I appreciate your post, Jason. I, too have thought about swearing off the news but I just can't bring myself to do it. I feel it's my duty - as a citizen of the U.S. and the world, and a member of the human race. But it comes at an emotional cost, for sure.
It's no surprise to me that active consumers of news were more likely to support Harris. The only way to get at the truth is to be actively engaged in the act of knowledge and truth seeking. Likewise, "liberals" being less happy than "conservatives" is no surprise... particularly as they are likely to be active consumers of news and truth.

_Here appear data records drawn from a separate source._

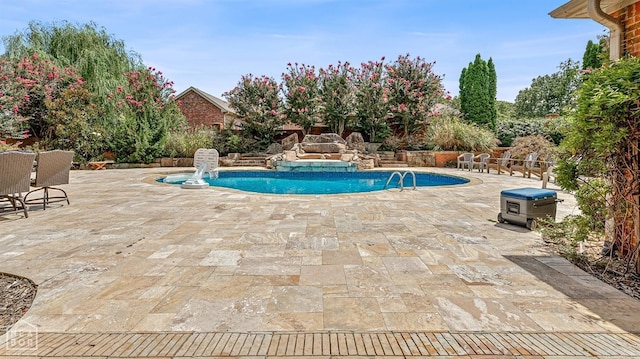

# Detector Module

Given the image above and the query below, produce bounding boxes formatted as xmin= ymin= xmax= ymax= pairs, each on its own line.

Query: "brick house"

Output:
xmin=176 ymin=86 xmax=237 ymax=130
xmin=549 ymin=0 xmax=640 ymax=60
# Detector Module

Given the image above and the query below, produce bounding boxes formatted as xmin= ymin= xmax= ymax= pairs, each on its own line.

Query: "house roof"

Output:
xmin=176 ymin=86 xmax=235 ymax=113
xmin=549 ymin=0 xmax=638 ymax=19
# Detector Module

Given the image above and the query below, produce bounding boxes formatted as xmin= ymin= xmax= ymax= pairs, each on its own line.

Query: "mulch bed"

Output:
xmin=0 ymin=273 xmax=37 ymax=335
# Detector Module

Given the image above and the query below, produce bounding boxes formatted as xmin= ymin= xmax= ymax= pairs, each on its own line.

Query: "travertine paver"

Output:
xmin=0 ymin=169 xmax=640 ymax=357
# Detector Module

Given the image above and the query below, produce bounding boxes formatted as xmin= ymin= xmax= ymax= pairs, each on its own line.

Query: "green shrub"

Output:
xmin=497 ymin=117 xmax=567 ymax=147
xmin=424 ymin=116 xmax=497 ymax=151
xmin=380 ymin=134 xmax=426 ymax=151
xmin=165 ymin=126 xmax=217 ymax=158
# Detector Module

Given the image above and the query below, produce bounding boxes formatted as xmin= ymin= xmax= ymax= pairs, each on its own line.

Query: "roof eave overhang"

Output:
xmin=549 ymin=0 xmax=638 ymax=19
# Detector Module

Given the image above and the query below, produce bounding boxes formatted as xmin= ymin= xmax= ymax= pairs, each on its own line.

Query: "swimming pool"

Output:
xmin=158 ymin=171 xmax=469 ymax=194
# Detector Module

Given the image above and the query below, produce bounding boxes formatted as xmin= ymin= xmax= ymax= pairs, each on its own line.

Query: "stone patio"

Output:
xmin=0 ymin=168 xmax=640 ymax=357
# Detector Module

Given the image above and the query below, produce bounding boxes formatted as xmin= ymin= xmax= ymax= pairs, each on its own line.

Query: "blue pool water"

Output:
xmin=158 ymin=171 xmax=469 ymax=194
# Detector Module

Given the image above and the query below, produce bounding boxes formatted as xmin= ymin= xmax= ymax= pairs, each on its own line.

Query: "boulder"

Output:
xmin=267 ymin=143 xmax=283 ymax=155
xmin=346 ymin=132 xmax=366 ymax=152
xmin=282 ymin=133 xmax=299 ymax=151
xmin=340 ymin=153 xmax=355 ymax=162
xmin=301 ymin=133 xmax=347 ymax=145
xmin=358 ymin=158 xmax=375 ymax=170
xmin=284 ymin=151 xmax=297 ymax=161
xmin=300 ymin=143 xmax=347 ymax=153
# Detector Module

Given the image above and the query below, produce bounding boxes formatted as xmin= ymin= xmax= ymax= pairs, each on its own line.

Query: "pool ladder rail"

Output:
xmin=384 ymin=170 xmax=417 ymax=191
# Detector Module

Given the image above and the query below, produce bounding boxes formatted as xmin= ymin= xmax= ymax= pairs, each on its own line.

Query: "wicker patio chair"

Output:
xmin=0 ymin=151 xmax=36 ymax=218
xmin=487 ymin=151 xmax=511 ymax=174
xmin=24 ymin=150 xmax=73 ymax=210
xmin=471 ymin=153 xmax=491 ymax=172
xmin=457 ymin=152 xmax=473 ymax=171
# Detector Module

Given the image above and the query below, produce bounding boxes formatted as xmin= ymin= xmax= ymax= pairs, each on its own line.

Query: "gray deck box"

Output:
xmin=498 ymin=187 xmax=558 ymax=230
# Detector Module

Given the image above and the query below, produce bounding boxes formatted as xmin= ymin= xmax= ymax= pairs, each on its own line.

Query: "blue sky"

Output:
xmin=0 ymin=0 xmax=605 ymax=101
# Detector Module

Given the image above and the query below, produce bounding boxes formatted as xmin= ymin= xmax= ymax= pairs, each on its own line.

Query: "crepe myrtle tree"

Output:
xmin=108 ymin=67 xmax=185 ymax=163
xmin=354 ymin=57 xmax=391 ymax=142
xmin=0 ymin=57 xmax=28 ymax=141
xmin=223 ymin=74 xmax=285 ymax=148
xmin=0 ymin=54 xmax=85 ymax=139
xmin=282 ymin=62 xmax=322 ymax=134
xmin=385 ymin=54 xmax=445 ymax=136
xmin=319 ymin=61 xmax=355 ymax=136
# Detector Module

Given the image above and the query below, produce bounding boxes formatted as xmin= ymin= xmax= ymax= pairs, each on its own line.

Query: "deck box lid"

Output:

I question whether anyone who follows and understands what's going on around them in these times can be happy. Climate change. Wars. Democracy in decline, not just in the U.S. but around the world. Knowledge may be power, but it's also really depressing.
A little personal story.
A few years ago I found myself in the horrible position of having to rebuild my life. Best friends, Mom, and spouse all passed way within 13 months; had previously moved to be closer to my husband's family (before he and my Mom died) and that turned out not so great for me; my longtime employer and I parted ways within a year of the last of the deaths; and more. Biden's inauguration day was the same day my spouse went into the hospital (COVID) never to come home. But at least Biden was President; couldn't imagine what I would have done if Trump had been elected then.
Fast forward, and personally things are in a really great place but obviously the world is a complete sh*tshow. Ironic how things work.

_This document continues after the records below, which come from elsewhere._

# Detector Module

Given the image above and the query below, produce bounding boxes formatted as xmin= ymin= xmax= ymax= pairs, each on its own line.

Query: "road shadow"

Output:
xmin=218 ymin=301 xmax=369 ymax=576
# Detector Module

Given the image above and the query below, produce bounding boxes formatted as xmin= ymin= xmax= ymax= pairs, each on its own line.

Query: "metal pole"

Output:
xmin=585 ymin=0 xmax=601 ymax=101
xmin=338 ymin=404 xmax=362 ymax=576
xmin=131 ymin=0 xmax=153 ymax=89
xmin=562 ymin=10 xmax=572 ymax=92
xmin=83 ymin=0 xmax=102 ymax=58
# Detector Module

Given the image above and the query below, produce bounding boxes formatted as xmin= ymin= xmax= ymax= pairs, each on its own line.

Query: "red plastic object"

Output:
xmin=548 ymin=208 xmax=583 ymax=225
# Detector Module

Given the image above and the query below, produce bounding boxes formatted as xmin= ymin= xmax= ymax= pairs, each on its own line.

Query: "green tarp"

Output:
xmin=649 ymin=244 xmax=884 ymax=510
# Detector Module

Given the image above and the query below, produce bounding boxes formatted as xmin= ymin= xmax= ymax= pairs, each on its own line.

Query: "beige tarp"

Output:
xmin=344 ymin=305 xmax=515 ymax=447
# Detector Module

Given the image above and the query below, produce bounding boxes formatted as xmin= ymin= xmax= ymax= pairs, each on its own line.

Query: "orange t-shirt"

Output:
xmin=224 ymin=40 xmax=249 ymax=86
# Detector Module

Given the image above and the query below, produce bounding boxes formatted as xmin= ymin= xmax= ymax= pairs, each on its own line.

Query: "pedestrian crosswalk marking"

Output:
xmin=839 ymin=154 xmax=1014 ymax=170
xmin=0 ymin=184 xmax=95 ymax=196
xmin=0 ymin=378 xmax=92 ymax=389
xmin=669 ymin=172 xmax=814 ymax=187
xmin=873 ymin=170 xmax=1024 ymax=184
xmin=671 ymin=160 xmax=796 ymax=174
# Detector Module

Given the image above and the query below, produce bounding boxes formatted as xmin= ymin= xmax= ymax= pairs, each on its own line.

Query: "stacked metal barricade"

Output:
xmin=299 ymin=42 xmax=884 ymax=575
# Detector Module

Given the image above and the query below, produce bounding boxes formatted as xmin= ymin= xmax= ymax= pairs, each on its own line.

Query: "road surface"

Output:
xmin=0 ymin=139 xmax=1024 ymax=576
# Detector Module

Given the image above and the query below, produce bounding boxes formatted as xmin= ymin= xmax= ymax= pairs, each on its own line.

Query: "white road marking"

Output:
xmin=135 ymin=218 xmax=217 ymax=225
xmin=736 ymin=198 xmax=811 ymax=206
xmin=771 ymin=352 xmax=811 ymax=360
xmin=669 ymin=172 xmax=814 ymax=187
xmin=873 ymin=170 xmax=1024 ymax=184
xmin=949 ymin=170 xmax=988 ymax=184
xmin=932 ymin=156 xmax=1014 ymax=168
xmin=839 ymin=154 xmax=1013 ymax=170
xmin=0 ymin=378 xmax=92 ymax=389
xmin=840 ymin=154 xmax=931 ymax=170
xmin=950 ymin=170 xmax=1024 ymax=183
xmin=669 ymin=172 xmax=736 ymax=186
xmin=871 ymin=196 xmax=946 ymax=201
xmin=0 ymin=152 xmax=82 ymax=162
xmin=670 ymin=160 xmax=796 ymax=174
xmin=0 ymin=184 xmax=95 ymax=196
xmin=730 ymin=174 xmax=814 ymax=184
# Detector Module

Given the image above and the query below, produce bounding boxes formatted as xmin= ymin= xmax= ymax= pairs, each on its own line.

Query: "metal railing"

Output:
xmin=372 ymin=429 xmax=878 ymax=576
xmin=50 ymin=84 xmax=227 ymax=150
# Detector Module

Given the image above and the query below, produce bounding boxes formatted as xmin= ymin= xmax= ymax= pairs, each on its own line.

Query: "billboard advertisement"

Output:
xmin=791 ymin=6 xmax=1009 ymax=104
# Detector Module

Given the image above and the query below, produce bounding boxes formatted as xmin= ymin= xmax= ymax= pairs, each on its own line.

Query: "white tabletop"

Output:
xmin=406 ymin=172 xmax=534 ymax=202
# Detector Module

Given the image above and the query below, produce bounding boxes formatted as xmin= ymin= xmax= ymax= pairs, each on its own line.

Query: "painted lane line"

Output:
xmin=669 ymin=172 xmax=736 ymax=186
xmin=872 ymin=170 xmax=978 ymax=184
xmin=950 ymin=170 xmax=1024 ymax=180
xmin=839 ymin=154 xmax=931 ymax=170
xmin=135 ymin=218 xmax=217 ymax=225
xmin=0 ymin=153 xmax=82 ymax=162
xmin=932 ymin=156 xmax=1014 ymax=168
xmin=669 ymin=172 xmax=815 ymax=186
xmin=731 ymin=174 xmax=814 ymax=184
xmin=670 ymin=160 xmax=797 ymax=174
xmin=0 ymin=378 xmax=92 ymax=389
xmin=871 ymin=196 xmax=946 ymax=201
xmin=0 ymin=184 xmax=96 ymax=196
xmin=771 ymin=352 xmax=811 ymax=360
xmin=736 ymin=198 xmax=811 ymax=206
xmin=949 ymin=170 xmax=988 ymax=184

After my disabled daughter and my wife died weeks apart last winter I found myself unable to keep focused attention long enough to read books. I threw myself into cleaning out the house, getting rid of patient-care supplies and equipment, wheelchairs and such. I could work until I was tired of it, quit when I wanted and stop for a moment of pawing through memories when needed.
Eventually I dug out some familiar old detective novels to reread and regained my ability to get offline onto dead tree reading when needed. They are very different.